BUFFALO – Dan Bylsma, as he loves to do, kept accompanying his words with a sly grin. The so-called rivalry between phenoms Jack Eichel and Connor McDavid is a “made-up” scenario, the Sabres coach said Tuesday.
The Sabres’ 2-1 overtime loss to McDavid’s Edmonton Oilers was the first-ever NHL meeting between the “generational talents” drafted first and second overall last year. The rookies barely know each other.
How could they truly be rivals?
“The hype is produced,” Bylsma told a packed media room prior to the game.
Still, Bylsma understands why the fans and media – everyone, more or less – produces so much of it.
“They’re great players,” he said in the same breath. “We want to watch them both play. I’m curious to see how Jack does, how Connor does. I don’t think there’s a head-to-head matchup that’s going on.”

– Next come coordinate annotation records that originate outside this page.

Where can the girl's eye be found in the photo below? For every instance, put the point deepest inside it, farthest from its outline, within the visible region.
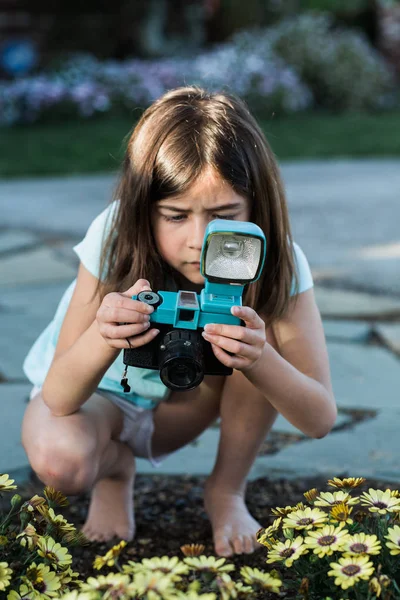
(179, 218)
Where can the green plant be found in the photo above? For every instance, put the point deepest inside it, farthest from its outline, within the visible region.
(338, 545)
(34, 544)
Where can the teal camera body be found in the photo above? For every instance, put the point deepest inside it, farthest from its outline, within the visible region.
(233, 255)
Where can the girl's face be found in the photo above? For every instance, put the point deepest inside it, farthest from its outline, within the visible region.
(179, 223)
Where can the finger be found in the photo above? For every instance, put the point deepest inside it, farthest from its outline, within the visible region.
(135, 341)
(233, 346)
(124, 310)
(233, 362)
(115, 332)
(248, 315)
(236, 332)
(141, 340)
(139, 286)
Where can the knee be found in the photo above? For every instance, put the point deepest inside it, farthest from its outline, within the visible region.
(67, 465)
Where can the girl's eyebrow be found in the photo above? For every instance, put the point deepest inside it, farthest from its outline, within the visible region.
(220, 207)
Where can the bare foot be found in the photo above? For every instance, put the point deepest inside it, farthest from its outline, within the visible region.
(234, 529)
(111, 505)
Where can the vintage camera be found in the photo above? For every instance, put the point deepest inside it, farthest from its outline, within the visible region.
(232, 256)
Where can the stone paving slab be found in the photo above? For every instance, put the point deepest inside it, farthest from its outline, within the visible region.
(36, 266)
(334, 303)
(389, 334)
(364, 377)
(40, 299)
(13, 459)
(350, 331)
(17, 336)
(282, 425)
(58, 204)
(17, 240)
(370, 449)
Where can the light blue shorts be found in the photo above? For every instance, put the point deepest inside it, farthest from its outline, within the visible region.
(137, 425)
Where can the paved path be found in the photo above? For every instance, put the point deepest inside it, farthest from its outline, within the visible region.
(345, 216)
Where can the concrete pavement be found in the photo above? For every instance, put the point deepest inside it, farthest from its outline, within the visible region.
(345, 215)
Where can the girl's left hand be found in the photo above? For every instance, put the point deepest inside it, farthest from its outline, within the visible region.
(246, 343)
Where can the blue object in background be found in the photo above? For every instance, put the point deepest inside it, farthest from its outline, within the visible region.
(18, 56)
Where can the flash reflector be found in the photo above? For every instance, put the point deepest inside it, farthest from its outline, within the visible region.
(232, 257)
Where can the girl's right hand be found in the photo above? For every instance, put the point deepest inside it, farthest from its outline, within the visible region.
(121, 319)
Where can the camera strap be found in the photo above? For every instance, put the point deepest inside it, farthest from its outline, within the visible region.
(124, 379)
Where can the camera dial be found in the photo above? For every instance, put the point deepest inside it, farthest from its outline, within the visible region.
(151, 298)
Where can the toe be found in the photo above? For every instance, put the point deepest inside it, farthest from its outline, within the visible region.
(248, 544)
(222, 546)
(238, 544)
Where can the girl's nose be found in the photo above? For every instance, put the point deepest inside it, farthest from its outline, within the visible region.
(196, 233)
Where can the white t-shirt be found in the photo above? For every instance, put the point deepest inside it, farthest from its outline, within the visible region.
(147, 388)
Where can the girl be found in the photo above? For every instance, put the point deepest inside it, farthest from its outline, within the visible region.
(194, 156)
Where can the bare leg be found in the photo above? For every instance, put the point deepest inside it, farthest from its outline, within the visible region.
(77, 453)
(111, 504)
(246, 418)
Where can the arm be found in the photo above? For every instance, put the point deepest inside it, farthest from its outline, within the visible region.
(82, 356)
(296, 380)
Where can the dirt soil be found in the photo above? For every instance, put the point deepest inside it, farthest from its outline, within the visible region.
(169, 513)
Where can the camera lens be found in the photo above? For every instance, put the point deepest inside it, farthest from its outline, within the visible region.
(181, 359)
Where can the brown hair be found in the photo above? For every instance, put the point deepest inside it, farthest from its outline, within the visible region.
(185, 131)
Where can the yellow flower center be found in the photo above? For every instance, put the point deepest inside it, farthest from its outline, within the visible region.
(39, 585)
(351, 570)
(358, 548)
(305, 521)
(326, 540)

Naturally, both slick centers downplayed Tuesday’s tilt. It didn’t help McDavid scored 22 second into the game and the winner.
“We’re playing the Oilers tonight. We’re not playing Connor McDavid,” Eichel said. “Obviously, he’s a key component to their team. He’s a good player. You should be aware when he’s on the ice.”
McDavid added: “I know that a lot of people are going to maybe tune in because they’re looking at it maybe a little differently, but for us … it’s not about just me or him; it’s about the game and two teams that both need wins.”
Of course, the 19-year-olds acknowledged the game – remember, the Oilers rank 30th overall and the Sabres 26th – is good for hockey. The First Niagara Center had a buzz Tuesday morning usually reserved for the second or third round of the playoffs, not a match between two dregs destined for another lottery pick. Both players spoke at a podium instead of inside the dressing room because of the demand.
Eichel knows things like talking about McDavid is “part of your job” and “part of playing hockey.”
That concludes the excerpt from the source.